You are viewing a plain text version of this content. The canonical link for it is here.

Posted to user@spark.apache.org by Tomer Benyamini <to...@gmail.com> on 2015/07/01 08:45:07 UTC

question about resource allocation on the spark standalone cluster

Hello spark-users,

I would like to use the spark standalone cluster for multi-tenants, to run
multiple apps at the same time.

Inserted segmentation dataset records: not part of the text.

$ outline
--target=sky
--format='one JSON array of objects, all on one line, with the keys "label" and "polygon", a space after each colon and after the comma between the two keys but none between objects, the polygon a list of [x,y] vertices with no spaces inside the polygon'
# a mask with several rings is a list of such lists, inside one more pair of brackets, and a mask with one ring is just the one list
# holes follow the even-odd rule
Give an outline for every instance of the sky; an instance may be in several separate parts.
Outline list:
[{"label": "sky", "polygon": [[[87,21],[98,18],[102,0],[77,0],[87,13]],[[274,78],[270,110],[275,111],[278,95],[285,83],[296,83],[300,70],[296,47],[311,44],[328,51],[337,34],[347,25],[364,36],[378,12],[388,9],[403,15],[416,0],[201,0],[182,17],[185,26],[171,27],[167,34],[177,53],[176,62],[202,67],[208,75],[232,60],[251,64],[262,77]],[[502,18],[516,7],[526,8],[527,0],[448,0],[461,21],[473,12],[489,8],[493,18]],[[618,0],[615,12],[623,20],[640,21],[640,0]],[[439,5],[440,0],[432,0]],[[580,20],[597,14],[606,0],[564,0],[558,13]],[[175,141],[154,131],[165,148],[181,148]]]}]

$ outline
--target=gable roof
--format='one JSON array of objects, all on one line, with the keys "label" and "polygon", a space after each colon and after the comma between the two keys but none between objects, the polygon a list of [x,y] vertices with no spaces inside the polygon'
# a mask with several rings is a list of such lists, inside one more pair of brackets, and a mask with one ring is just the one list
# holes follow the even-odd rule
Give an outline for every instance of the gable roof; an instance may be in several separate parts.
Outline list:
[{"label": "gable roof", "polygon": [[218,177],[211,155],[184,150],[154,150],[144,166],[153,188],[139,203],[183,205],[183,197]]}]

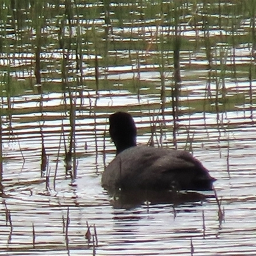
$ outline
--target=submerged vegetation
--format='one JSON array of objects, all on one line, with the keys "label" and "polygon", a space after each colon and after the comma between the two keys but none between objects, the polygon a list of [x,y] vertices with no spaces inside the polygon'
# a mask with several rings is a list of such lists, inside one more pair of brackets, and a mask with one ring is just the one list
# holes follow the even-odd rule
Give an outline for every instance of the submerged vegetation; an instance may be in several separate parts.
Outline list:
[{"label": "submerged vegetation", "polygon": [[[92,205],[94,211],[95,204],[104,205],[106,199],[99,200],[93,195],[88,204],[90,191],[83,195],[84,184],[83,189],[76,190],[76,178],[78,174],[97,177],[101,173],[109,160],[105,153],[113,152],[107,139],[108,116],[117,109],[132,114],[140,143],[191,152],[194,145],[205,150],[227,148],[227,169],[231,175],[233,134],[228,131],[234,128],[235,132],[254,124],[255,12],[255,1],[1,0],[0,191],[3,196],[4,191],[13,193],[20,200],[16,205],[6,196],[3,203],[6,221],[1,227],[6,230],[0,236],[7,234],[8,246],[13,243],[7,249],[3,243],[4,252],[50,248],[50,254],[60,249],[69,255],[71,250],[83,248],[96,255],[96,248],[100,250],[97,232],[102,232],[109,219],[101,220],[102,212],[93,219],[102,221],[96,232],[96,225],[92,221],[89,225],[84,216],[86,207],[90,212]],[[239,134],[240,141],[234,144],[241,147],[243,140],[254,140],[245,132],[246,138]],[[211,141],[213,145],[207,147]],[[86,157],[88,163],[79,161]],[[9,162],[14,163],[11,168]],[[63,180],[67,180],[65,185]],[[215,196],[218,199],[216,193]],[[217,202],[216,237],[227,212],[221,199]],[[20,216],[19,208],[28,205]],[[173,207],[175,218],[180,209]],[[204,239],[212,239],[215,227],[211,223],[207,230],[211,228],[209,235],[205,233],[207,213],[202,212]],[[75,214],[79,216],[76,224],[70,225]],[[42,220],[36,223],[38,216],[42,220],[47,216],[45,223]],[[118,218],[122,224],[126,217],[116,214],[114,219]],[[25,224],[20,224],[22,218]],[[193,225],[197,223],[193,220]],[[19,231],[20,237],[31,238],[24,247],[21,238],[17,243],[12,241],[17,226],[26,229],[27,236]],[[80,233],[76,240],[79,228],[83,228],[79,229],[84,232],[83,240]],[[190,236],[191,229],[180,233],[182,241],[189,236],[191,255],[200,242],[196,232],[202,229],[193,228],[195,239]],[[123,230],[119,231],[124,236]],[[130,231],[127,233],[132,236]],[[54,239],[46,244],[48,232]],[[113,231],[108,232],[111,237],[104,238],[116,246]],[[125,244],[127,237],[120,234],[117,239]],[[161,240],[155,230],[152,234],[156,238],[149,240]],[[168,242],[170,248],[165,230],[163,234],[161,242]],[[40,242],[40,235],[44,242]],[[140,234],[140,239],[143,236]],[[237,237],[228,239],[237,241]],[[105,244],[103,248],[102,255]],[[214,253],[208,248],[204,252]]]}]

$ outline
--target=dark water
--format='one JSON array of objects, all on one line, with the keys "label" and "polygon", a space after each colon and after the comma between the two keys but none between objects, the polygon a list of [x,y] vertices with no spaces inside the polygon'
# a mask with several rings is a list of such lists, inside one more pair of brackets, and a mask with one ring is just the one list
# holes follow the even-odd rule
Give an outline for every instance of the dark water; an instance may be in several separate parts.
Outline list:
[{"label": "dark water", "polygon": [[[181,22],[184,24],[181,36],[188,44],[182,45],[180,52],[182,82],[175,131],[177,146],[189,150],[217,179],[214,186],[223,218],[218,216],[219,207],[211,192],[205,193],[207,200],[204,202],[145,204],[125,209],[118,208],[120,205],[115,204],[113,198],[100,186],[104,165],[115,157],[114,145],[106,133],[110,113],[118,110],[130,111],[138,127],[140,144],[148,141],[150,124],[154,124],[157,127],[155,141],[174,147],[172,105],[173,52],[171,47],[164,51],[157,49],[156,44],[161,44],[158,41],[160,36],[165,35],[164,40],[168,37],[164,26],[158,28],[161,34],[155,36],[156,24],[158,26],[155,15],[159,5],[156,4],[154,8],[150,4],[148,9],[148,4],[144,3],[148,7],[145,10],[154,12],[152,19],[147,12],[148,26],[140,23],[137,16],[137,19],[130,17],[130,20],[127,17],[131,11],[128,8],[128,12],[124,4],[119,6],[125,10],[124,23],[118,23],[122,19],[117,9],[113,7],[116,19],[113,23],[115,42],[112,40],[112,48],[108,49],[108,67],[106,63],[100,62],[98,90],[95,52],[84,52],[83,82],[77,87],[74,81],[81,74],[78,72],[74,76],[76,56],[74,52],[69,52],[68,84],[76,87],[72,95],[76,104],[77,175],[72,186],[70,179],[65,177],[63,162],[64,145],[69,138],[70,124],[69,102],[65,103],[63,92],[60,92],[63,82],[63,52],[54,45],[42,54],[42,61],[45,66],[42,70],[42,94],[33,86],[33,51],[28,50],[24,44],[21,48],[24,52],[18,51],[19,47],[11,47],[7,55],[1,54],[1,77],[9,67],[11,87],[17,92],[11,93],[9,98],[4,93],[2,97],[4,108],[8,108],[8,99],[11,100],[12,114],[11,120],[10,116],[3,119],[6,196],[1,204],[0,255],[91,255],[93,248],[94,254],[97,255],[256,255],[256,83],[253,80],[253,42],[248,39],[252,33],[251,25],[244,11],[248,10],[246,9],[247,4],[244,4],[245,9],[241,9],[239,19],[236,19],[230,11],[232,8],[233,11],[239,10],[238,3],[225,3],[221,4],[223,9],[218,9],[223,12],[229,6],[231,9],[228,9],[230,14],[226,13],[229,19],[227,20],[231,24],[230,19],[235,19],[239,29],[229,38],[236,40],[234,44],[227,39],[232,31],[230,24],[222,25],[222,30],[213,24],[207,28],[214,41],[210,51],[213,61],[211,68],[205,45],[202,43],[206,36],[205,28],[200,23],[203,19],[199,19],[200,26],[196,28],[189,25],[190,18],[195,17],[192,14],[195,8],[192,4],[184,3],[184,10],[188,12]],[[140,5],[133,4],[131,6],[135,11],[140,9]],[[63,8],[63,6],[60,6]],[[115,5],[113,4],[113,6]],[[211,13],[209,17],[216,18],[213,19],[215,21],[220,17],[225,20],[225,12],[220,13],[220,17],[214,16],[218,3],[211,6],[207,9],[207,13]],[[95,7],[92,9],[96,10],[93,17],[90,17],[90,12],[88,18],[81,20],[86,24],[84,28],[90,27],[94,20],[101,38],[104,28],[103,19],[99,19],[102,5],[99,3]],[[198,3],[197,7],[199,13],[206,12],[203,3]],[[55,17],[54,13],[51,15]],[[52,19],[49,20],[54,25],[56,20]],[[164,22],[166,20],[164,20]],[[55,38],[58,29],[53,25],[45,28],[45,33],[52,33],[51,35]],[[224,34],[225,38],[221,37]],[[142,36],[148,44],[136,50],[134,36],[140,38]],[[9,36],[15,38],[13,31]],[[130,44],[125,47],[127,41]],[[197,45],[196,42],[202,45]],[[118,44],[115,45],[116,49],[111,44],[114,42]],[[95,45],[93,47],[96,47]],[[98,57],[106,61],[102,49]],[[160,73],[159,58],[162,56],[166,68],[164,86]],[[90,58],[92,62],[88,60]],[[52,67],[52,65],[55,66]],[[30,79],[33,86],[28,90]],[[1,81],[6,86],[5,93],[7,84],[3,78]],[[163,87],[166,92],[164,111],[161,109]],[[20,93],[20,88],[26,90]],[[40,100],[42,111],[39,110]],[[40,129],[48,157],[48,188],[45,179],[40,178]],[[92,239],[89,244],[84,237],[88,225],[92,235],[95,235],[94,242]]]}]

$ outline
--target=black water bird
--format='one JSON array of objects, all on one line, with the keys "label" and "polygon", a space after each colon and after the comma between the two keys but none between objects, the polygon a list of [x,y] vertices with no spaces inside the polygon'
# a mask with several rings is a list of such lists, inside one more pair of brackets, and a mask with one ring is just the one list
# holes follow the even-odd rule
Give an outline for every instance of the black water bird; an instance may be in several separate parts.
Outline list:
[{"label": "black water bird", "polygon": [[136,127],[131,115],[109,116],[109,134],[116,156],[102,177],[109,191],[132,190],[212,190],[216,180],[187,151],[136,145]]}]

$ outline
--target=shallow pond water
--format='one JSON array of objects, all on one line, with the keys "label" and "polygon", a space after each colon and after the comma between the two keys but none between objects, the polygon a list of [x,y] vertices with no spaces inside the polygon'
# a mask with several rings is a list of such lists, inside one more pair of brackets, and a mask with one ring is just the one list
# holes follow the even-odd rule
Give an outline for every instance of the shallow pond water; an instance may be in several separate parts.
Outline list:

The issue is, when submitting an app to the
spark standalone cluster, you cannot pass "--num-executors" like on yarn,
but only "--total-executor-cores". *This may cause starvation when
submitting multiple apps*. Here's an example: Say I have a cluster of 4
machines with 20GB RAM and 4 cores. In case I submit using
--total-executor-cores=4 and --executor-memory=20GB, I may get these 2
extreme resource allocations:
- 4 workers (on 4 machines) with 1 core each, 20GB each, blocking the
entire cluster
- 1 worker (on 1 machine) with 4 cores, 20GB for this machine, leaving 3
free machines to be used by other apps.

Is there a way to restrict / push the standalone cluster towards the 2nd
strategy (use all cores of a given worker before using a second worker)? A
workaround that we did is to set SPARK_WORKER_CORES to
1, SPARK_WORKER_MEMORY to 5gb and SPARK_WORKER_INSTANCES to 4, but this is
suboptimal since it runs 4 worker instances on 1 machine, which has the JVM
overhead, and does not allow to share memory across partitions on the same
worker.

Thanks,
Tomer